Die Entscheidung über die Kosten des Beschwerdeverfahrens bleibt der Schlußentscheidung vorbehalten.
Der Wert des Streitgegenstandes wird für das Beschwerdeverfahren auf 4.251,18 DM festgesetzt.
Gründe
Die Beschwerde des Beklagten gegen die Nichtzulassung der Revision ist mit dem Ergebnis der Zurückverweisung der Sache begründet, weil der mit ihr geltend gemachte Verfahrensmangel vorliegt und die angefochtene Entscheidung darauf beruhen kann (§ 133 Abs. 6 in Verbindung mit § 132 Abs. 2 Nr. 3 VwGO).

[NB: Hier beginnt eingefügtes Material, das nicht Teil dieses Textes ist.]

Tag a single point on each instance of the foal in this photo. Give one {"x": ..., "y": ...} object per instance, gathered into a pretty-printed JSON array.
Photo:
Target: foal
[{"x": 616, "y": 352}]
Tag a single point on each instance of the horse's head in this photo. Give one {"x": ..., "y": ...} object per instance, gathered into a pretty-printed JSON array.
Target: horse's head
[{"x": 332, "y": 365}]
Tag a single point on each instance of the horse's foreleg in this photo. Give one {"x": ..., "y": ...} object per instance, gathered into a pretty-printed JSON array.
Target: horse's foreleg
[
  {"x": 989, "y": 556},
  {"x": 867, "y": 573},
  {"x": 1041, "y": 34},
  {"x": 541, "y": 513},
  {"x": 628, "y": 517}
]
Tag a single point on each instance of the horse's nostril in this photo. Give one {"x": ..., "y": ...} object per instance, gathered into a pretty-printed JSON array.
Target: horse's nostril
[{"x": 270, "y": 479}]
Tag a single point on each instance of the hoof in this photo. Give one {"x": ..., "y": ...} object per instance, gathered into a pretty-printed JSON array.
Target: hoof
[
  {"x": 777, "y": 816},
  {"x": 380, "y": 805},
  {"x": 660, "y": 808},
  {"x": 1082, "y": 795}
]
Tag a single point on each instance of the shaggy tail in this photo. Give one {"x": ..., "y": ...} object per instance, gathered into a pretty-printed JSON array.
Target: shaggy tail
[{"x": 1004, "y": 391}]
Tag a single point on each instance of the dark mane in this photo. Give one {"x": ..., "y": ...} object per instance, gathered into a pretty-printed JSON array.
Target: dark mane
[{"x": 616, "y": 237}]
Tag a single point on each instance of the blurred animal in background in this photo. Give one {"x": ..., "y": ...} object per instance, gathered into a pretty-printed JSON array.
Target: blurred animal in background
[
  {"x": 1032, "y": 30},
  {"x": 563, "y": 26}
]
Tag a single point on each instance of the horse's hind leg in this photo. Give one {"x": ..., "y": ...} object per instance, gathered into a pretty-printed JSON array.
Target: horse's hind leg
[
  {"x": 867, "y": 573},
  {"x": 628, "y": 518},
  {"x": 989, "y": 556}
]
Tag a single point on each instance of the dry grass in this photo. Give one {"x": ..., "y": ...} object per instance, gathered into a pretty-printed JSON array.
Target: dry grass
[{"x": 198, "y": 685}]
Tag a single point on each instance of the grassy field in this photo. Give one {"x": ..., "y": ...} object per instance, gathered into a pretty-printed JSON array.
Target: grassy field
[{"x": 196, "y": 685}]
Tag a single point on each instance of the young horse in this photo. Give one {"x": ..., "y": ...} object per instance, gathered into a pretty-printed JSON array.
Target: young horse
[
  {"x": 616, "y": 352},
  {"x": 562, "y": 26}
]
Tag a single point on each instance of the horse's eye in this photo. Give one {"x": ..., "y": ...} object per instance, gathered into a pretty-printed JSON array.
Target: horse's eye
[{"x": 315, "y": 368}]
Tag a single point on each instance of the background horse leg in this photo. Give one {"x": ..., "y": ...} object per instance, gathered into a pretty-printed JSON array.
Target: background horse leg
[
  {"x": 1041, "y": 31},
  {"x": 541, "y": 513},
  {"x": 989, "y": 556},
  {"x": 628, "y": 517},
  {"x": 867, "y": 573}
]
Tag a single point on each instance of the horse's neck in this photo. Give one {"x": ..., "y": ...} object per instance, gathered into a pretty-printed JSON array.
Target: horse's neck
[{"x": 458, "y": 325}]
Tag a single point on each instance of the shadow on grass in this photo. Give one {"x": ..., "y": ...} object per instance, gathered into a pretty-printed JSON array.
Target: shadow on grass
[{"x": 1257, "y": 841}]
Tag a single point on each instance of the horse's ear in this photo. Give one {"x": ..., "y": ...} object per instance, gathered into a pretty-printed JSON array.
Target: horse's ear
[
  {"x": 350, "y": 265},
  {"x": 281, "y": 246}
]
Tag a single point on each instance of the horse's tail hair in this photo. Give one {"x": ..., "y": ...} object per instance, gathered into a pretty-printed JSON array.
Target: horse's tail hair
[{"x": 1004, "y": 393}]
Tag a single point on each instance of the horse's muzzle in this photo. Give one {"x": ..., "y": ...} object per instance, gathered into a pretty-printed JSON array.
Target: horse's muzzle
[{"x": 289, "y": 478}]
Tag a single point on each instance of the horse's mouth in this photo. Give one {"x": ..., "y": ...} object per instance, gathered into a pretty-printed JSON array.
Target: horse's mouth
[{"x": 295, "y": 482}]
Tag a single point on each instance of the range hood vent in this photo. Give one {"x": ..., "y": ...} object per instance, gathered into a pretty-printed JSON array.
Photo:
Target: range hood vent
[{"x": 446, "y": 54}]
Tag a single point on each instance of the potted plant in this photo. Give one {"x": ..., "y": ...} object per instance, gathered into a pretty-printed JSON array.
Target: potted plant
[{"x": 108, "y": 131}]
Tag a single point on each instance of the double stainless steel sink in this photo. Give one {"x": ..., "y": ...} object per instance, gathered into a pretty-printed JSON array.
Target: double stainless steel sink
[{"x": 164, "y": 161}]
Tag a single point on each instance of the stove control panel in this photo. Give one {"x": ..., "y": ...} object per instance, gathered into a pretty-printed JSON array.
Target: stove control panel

Die Rüge, das Berufungsgericht habe den entscheidungserheblichen Sachverhalt nicht hinreichend aufgeklärt (§ 86 Abs. 1 VwGO) und - sinngemäß - zugleich das Überzeugungsgebot (§ 108 Abs. 1 Satz 1 VwGO) und den Anspruch auf rechtliches Gehör (§ 108 Abs. 2 VwGO) verletzt, greift durch. Dem Oberverwaltungsgericht hätte sich - wie die Beschwerde mit Recht geltend macht - die Notwendigkeit einer weiteren Sachaufklärung aufdrängen müssen. Es stützt die Aufhebung der angefochtenen Bescheide auf zwei - je selbständig tragende und jeweils zur Nichtigkeit der Satzung führende - Fehler in der Gebührenkalkulation: Zum einen seien in das Rechenwerk der Gebührenkalkulation "Kosten eingestellt worden, die nicht hätten eingestellt werden dürfen"; zum anderen seien dabei "die auf die erwirtschafteten Abschreibungserlöse anfallenden Zinsen dem Gebührenhaushalt nicht gutgeschrieben worden". Gegen beide Begründungen macht die Beschwerde - wie es in Fällen der entscheidungstragenden Doppelbegründung geboten ist (vgl. Beschluß vom 10. Mai 1990 - BVerwG 5 B 31.90 - Buchholz 310 § 132 VwGO Nr. 284 S. 22 <23>) - durchgreifende Verfahrensrügen geltend. Dabei sind Umfang und Richtung gebotener Aufklärungsmaßnahmen aus der materiellrechtlichen Sicht des Berufungsgerichts - unabhängig von der Richtigkeit dieser Rechtsauffassung - zu beurteilen (vgl. u.a. Urteil vom 18. September 1985 - BVerwG 2 C 30.84 - Buchholz 310 § 86 Abs. 2 VwGO Nr. 28 S. 5 <6>).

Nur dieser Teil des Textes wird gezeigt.